En cela : Laureline Dupont est bien, aussi (et surtout), d’une époque qui tolère tout à fait les « Noirs de France ».

(Tant qu’ils restent à la place que leur assigne la presse blanche : celle de sujets, pour d’iconoclastes considérations éditocratiques d’où ressort que si-que-t’es-noire-quand-je-suis-blanc-Rokhaya-c’est-bien-qu’il-y-a-des-races-c’est-logique-Rokhaya-même-toi-tu-peux-le-comprendre, ou pour de très humanistes papiers déplorant que nos chers frères d’ascendance nègre fassent encore les frais, c’est vrai (c’est triste, mais c’est vrai), de quelques discriminations [9].)

Mais qui n’aime pas du tout que ces impudents personnages se rassemblent seuls, et sans Blanc(he)s dans leur entour, pour fomenter, horreur, un numéro spécial - vois-tu pas que, s’enhardissant, les mêmes ourdissent, la fois d’après, de faire loin de nous une presse militante ?

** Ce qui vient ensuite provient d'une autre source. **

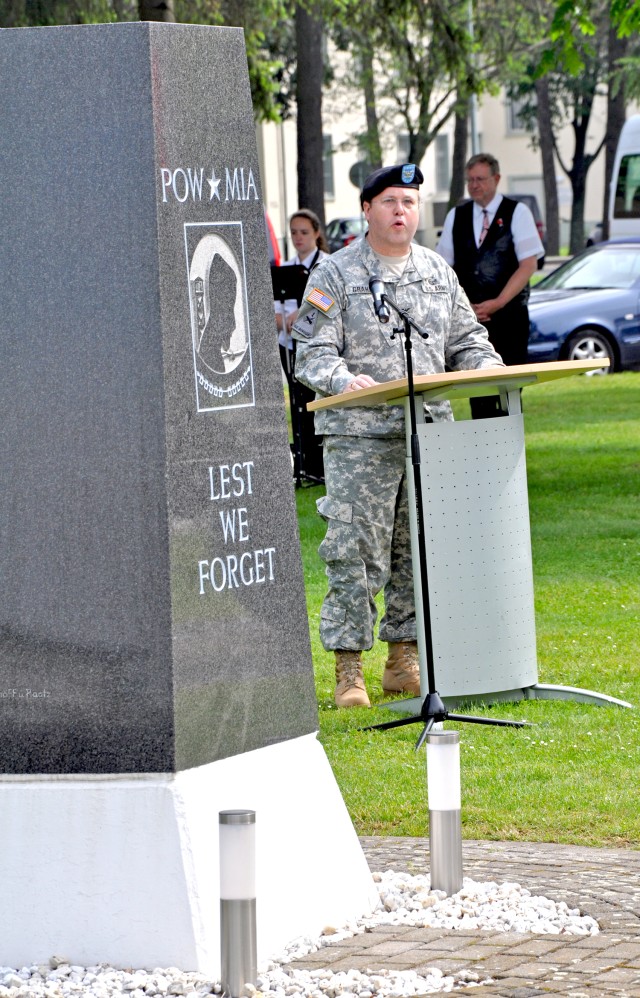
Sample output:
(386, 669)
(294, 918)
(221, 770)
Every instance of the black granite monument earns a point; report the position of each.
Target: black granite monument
(152, 616)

100% de Blanc(he)s ne provoquent jamais l’ire de qui s’énerve pourtant de 100% de Noir(e)s : tu peux le noter dans ton calepin, ça te resservira.
Notes

[1] Qui n’a, qu’on sache, aucun lien de parenté direct avec notre chère vieille mâme Dupont, que nous remplacerons ici, pour simplifier le propos, par sa voisine du troisième - l’excellente mâme Durand.

[2] Respect Mag n°31, octobre-novembre-décembre 2001.

[3] Voudrait-on pousser à bout Laureline Dupont, qu’on ne s’y prendrait probablement pas autrement.

[4] Bonjour les arbres qu’on abat.

[5] Le vieux coup des discriminations, combien de fois ils nous l’ont fait, sans déconner ?

[6] Qui les a un peu cherchées, quand il a fait le choix délibéré d’être un bouddhiste noir, plutôt qu’une white anglo-saxon protestant.

[7] Ou de n’importe quel autre « magazine » hebdomadaire.

[8] S’ils ont du moins pris la précaution d’enregistrer un album de reggae (ou de chaudes mélopées tribales).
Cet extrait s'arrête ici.